SCCAHS Provides Needed Support During the COVID-19 Pandemic

Researchers in Apopka, FL preparing to test community members.

The Southeastern Coastal Center for Agricultural Health and Safety (SCCAHS) is providing needed support and resources to Florida’s farmworkers and fisheries workers during the COVID-19 pandemic.

Joan Flocks, associate in law at the University of Florida’s Levin College of Law and director of Emerging Issues at SCCAHS, took action to help educate and test Florida farmworkers for COVID-19. This effort was made possible through partnerships with UF’s Emerging Pathogens Institute (EPI) and the Farmworker Association of Florida (FWAF). 

Agricultural workers who work, travel and live in confined conditions are at an increased risk of being exposed to and contracting COVID-19, according to the Centers for Disease Control and Prevention. 

In early May, Flocks and a team of EPI researchers traveled to Apopka, Florida, to test local Haitian, Hispanic and African American community members for COVID-19. Sixty people, including nursery workers and FWAF staff and their families, were tested for the virus. 

Volunteers handing out masks to members of the community.

“I think this effort has heightened our awareness of how vulnerable these worker populations can be during a crisis,” Flocks said. “This will hopefully allow our ag center and other ag centers to be better prepared for something like this in the future.”
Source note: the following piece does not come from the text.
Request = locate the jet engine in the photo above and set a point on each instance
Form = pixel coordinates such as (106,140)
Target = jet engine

Flocks and her team are collaborating with organizations around the state to provide funding for outreach and education efforts. Funding has been used to purchase masks, thermometers and hand sanitizer for farmworkers, while educating them and their families about COVID-19. 

Andy Kane, associate professor in UF’s College of Public Health and Health Professions and SCCAHS deputy director, has also partnered with EPI to educate and test vulnerable populations in Cedar Key, Florida. 

SCCAHS has been engaged with the Cedar Key community for years through research projects, industry support and extension. This recent testing effort involved more than 80 volunteers and provided an opportunity for 504 Cedar Key residents to be tested for COVID-19.

Team of researchers preparing to conduct COVID-19 tests in Cedar Key, FL.

“This was an opportunity where the center was able to provide extension to a community based on a unique emerging issue,” Kane said. “As a center, we had the capacity to respond to the community’s concerns.”

The Southeastern Coastal Center for Agricultural Health and Safety (SCCAHS) is part of a Centers for Disease Control and Prevention (CDC) / National Institute for Occupational Safety and Health (NIOSH) Agricultural Health and Safety Initiative. SCCAHS explores and addresses the occupational safety and health needs of people working in agriculture, fishing and forestry in Alabama, Florida, Georgia, Mississippi, North Carolina, South Carolina, the U.S. Virgin Islands and Puerto Rico.